Homeowner Robert Rice says it makes no sense to him since the policy satisfied the requirements of his mortgage holder.
Imagine if you think you have homeowners insurance and your house burns down-- then your insurance agent says you're not covered. Rice says going public may not help his situation. But he hopes it can save somebody else from experiencing the same devastating loss.
It was September 22 when his house north of Sulphur burned down. Robert and Mary Rice lived in the house originally bought by his mother who died in 2009. Robert was her heir and they lost everything. "It consumed the whole house. The whole back side of the house was completely gone. The upstairs game room collapsed on the lower part. All the items in the house were a total loss."
Robert says the house was mortgaged-- and of course anyone who borrows money to buy a home is required by the lender to maintain homeowners insurance to cover such a loss. Rice was shocked when his agent informed him his policy did not cover fire-- only wind and hail. "I'm just floored by it. I'm wondering how many other people are sitting holding policies. They have a policy in their file box that, when something happens, they're going to pull that policy out and find out, they're not covered like they thought they were."
He finds it even more ironic that he received a notice saying the existing policy will cancel October 28 of this year-- and though it only covers wind and hail the cancellation notice itself is captioned "dwelling fire." Said Rice, "Even though it says dwelling fire policy it does not cover fire. It covers wind and hail. I have $160,000 worth of insurance coverage for a hail storm to tear my house up."
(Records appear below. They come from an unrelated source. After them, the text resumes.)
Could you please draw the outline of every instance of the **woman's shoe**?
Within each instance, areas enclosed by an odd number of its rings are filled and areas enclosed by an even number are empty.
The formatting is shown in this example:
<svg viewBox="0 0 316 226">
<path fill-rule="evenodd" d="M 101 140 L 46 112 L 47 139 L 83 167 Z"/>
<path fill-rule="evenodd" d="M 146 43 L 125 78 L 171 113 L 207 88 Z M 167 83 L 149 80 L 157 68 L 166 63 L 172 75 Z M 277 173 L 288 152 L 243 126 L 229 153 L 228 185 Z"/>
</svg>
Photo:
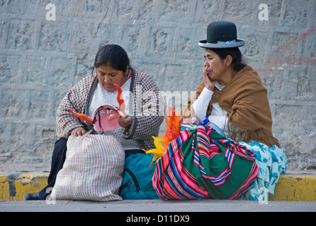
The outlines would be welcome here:
<svg viewBox="0 0 316 226">
<path fill-rule="evenodd" d="M 38 192 L 36 193 L 28 193 L 23 196 L 25 201 L 28 200 L 40 200 L 40 196 L 38 196 Z"/>
</svg>

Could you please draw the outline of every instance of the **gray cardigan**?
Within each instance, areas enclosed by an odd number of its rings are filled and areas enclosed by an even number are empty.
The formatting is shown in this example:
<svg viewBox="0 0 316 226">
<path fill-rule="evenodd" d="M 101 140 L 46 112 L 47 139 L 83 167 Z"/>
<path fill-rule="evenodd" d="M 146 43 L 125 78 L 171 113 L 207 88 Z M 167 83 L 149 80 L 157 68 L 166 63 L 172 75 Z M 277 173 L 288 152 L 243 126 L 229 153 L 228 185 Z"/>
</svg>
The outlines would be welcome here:
<svg viewBox="0 0 316 226">
<path fill-rule="evenodd" d="M 86 114 L 91 98 L 98 81 L 96 75 L 83 78 L 75 85 L 62 99 L 56 112 L 57 134 L 68 138 L 72 130 L 83 127 L 86 130 L 92 128 L 74 117 L 69 111 L 72 109 L 78 113 Z M 152 78 L 146 73 L 133 70 L 130 98 L 130 109 L 133 109 L 133 121 L 130 129 L 121 128 L 121 136 L 124 139 L 136 141 L 141 148 L 149 150 L 154 148 L 152 136 L 157 136 L 160 125 L 164 120 L 164 101 L 159 90 Z M 106 133 L 106 135 L 107 135 Z"/>
</svg>

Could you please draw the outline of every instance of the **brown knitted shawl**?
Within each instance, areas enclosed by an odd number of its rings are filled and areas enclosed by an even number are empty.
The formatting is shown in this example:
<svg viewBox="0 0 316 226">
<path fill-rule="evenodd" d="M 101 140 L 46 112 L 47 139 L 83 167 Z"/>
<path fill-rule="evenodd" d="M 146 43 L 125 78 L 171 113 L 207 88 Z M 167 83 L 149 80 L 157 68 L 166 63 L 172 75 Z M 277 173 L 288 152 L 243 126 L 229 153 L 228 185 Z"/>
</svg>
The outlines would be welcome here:
<svg viewBox="0 0 316 226">
<path fill-rule="evenodd" d="M 200 95 L 203 88 L 202 81 L 196 89 L 196 96 L 188 101 L 186 118 L 193 116 L 191 104 Z M 272 135 L 272 117 L 267 90 L 263 86 L 258 73 L 252 67 L 246 66 L 239 71 L 222 91 L 215 88 L 207 116 L 212 111 L 211 104 L 218 102 L 228 112 L 229 138 L 235 141 L 255 141 L 269 146 L 280 146 L 278 140 Z"/>
</svg>

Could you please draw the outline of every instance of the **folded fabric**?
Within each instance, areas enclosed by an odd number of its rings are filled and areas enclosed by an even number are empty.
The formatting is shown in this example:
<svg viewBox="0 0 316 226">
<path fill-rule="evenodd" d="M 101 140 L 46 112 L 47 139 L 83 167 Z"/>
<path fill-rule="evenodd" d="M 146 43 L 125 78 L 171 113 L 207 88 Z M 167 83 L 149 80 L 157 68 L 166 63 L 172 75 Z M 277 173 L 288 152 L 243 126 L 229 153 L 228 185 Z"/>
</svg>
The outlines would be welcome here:
<svg viewBox="0 0 316 226">
<path fill-rule="evenodd" d="M 152 182 L 163 199 L 235 199 L 252 187 L 258 171 L 249 150 L 199 124 L 171 143 Z"/>
<path fill-rule="evenodd" d="M 269 147 L 256 141 L 239 143 L 252 150 L 256 158 L 256 165 L 259 167 L 254 186 L 243 198 L 268 201 L 268 195 L 274 194 L 281 174 L 286 172 L 287 158 L 284 150 L 276 145 Z"/>
<path fill-rule="evenodd" d="M 71 136 L 63 168 L 58 172 L 50 198 L 109 201 L 118 195 L 125 152 L 111 136 Z"/>
</svg>

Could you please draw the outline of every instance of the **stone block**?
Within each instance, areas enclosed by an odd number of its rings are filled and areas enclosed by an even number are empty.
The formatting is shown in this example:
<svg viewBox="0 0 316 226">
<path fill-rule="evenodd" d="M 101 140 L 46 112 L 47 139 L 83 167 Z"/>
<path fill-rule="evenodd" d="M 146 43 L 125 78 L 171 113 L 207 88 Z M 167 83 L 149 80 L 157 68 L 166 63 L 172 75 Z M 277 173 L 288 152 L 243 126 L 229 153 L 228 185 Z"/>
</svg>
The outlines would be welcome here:
<svg viewBox="0 0 316 226">
<path fill-rule="evenodd" d="M 42 52 L 65 53 L 69 48 L 69 24 L 43 20 L 40 32 L 38 49 Z"/>
<path fill-rule="evenodd" d="M 35 23 L 33 20 L 10 20 L 6 49 L 33 50 L 35 47 Z"/>
</svg>

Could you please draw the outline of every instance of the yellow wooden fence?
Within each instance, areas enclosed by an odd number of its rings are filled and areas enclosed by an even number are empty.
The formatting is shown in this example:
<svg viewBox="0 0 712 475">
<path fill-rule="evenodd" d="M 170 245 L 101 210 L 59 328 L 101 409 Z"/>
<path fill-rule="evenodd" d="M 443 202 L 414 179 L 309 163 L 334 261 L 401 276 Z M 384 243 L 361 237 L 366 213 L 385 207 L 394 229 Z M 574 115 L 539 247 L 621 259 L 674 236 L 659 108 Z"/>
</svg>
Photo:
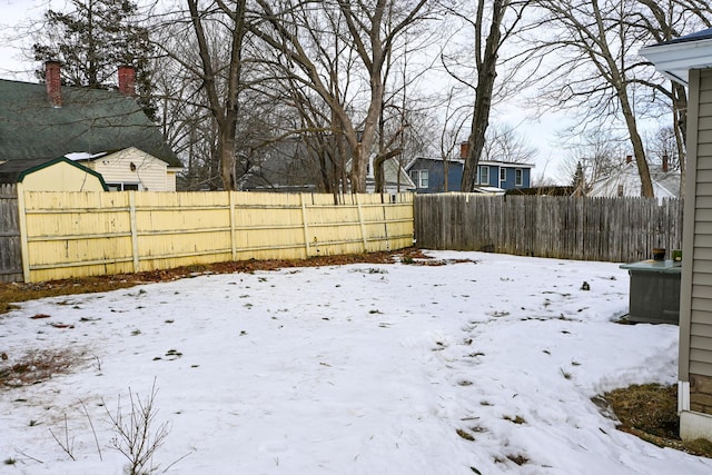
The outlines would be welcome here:
<svg viewBox="0 0 712 475">
<path fill-rule="evenodd" d="M 21 187 L 21 185 L 20 185 Z M 413 245 L 413 195 L 18 190 L 24 281 Z"/>
</svg>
Apparently Rice's mortgage holder has its own insurance policy to cover cases like this. But for Rice it means no coverage for the contents. "Nothing for me. I'm not thinking Theresa or KPLC or any of the news agencies can do anything for me.But they can get the word out to people to look at your insurance policies, to make sure that these insurance policies are what they said they are-- to call your insurance agent and make sure you're still covered by the same thing. Because they will drop it, they will change it and they won't tell you until it's too late. Until you can't do anything about it."
The insurance agent, Timothy Dupont, says the original policy that did cover fire was canceled in 2009 for non payment.
But he says rice wouldn't be covered anyway because it's in the name of his late mother.
And he confirms the policy in effect does only cover wind and hail even though the cancellation notice calls it "dwelling fire."